Numerical simulations were performed to investigate the ability to correct wavefront aberrations using multielectrode EWOD devices. We performed a full 3D computational fluid dynamics (CFD) simulation (using the Laminar two-phase flow model in COMSOL) to predict the equilibrium shape of eight- and sixteen-electrode EWOD devices. In addition, we have solved the Young-Laplace equation in MATLAB to describe the equilibrium shape of a liquid-liquid interface for a given initial and final condition. The liquid-liquid interface from 3D CFD calculation is compared with the Young-Laplace solutions and the results show good agreement. To investigate the ability to correct wavefront aberrations, a new optical design is constructed using two multielectrode EWOD devices and the liquid-liquid surfaces were imported into Zemax, an optical design program. The PSF is evaluated through ray tracing in Zemax. We used a genetic algorithm to optimize the liquid-liquid interface by using a Strehl ratio and imaging efficiency as feedback and studied three different input aberration cases. The first case includes an astigmatism with 2 Zernike terms as an input aberration. We are able to correct the input aberrated wavefront and improve the Strehl ratio from 0.086 to 0.95. In the second example, we studied 7 random Zernike terms as an input aberration with amplitudes ±1 µm and show that the aberration can be corrected, using two 16-electrode EWOD devices. Lastly, we studied 13 Zernike terms taken from the measurement reported by Wang et al. [9] for off-axis aberration caused by GRIN lenses in two-photon fluorescence endomicroscope imaging at −100 µm depth. Our result shows a Strehl ratio of 0.85 after genetic algorithm optimization.

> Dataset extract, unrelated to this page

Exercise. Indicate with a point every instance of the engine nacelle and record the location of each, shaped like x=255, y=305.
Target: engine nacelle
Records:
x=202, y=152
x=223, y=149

We have shown the benefits of implementing a multielectrode EWOD device as an adaptive optical element for aberration correction and beam shaping in optical systems. These devices are capable of correcting multiple low and high-order aberrations and can be realized in a variety of sizes with a large number of electrodes. The demonstration of multielectrode adaptive optical elements based on electrowetting principle for aberration correction shows the potential of this technology. Implementing this method to improve the wavefront through a random scattering medium is important in areas such as surgery, free space and fiber-coupled microscopy, imaging, and astronomy.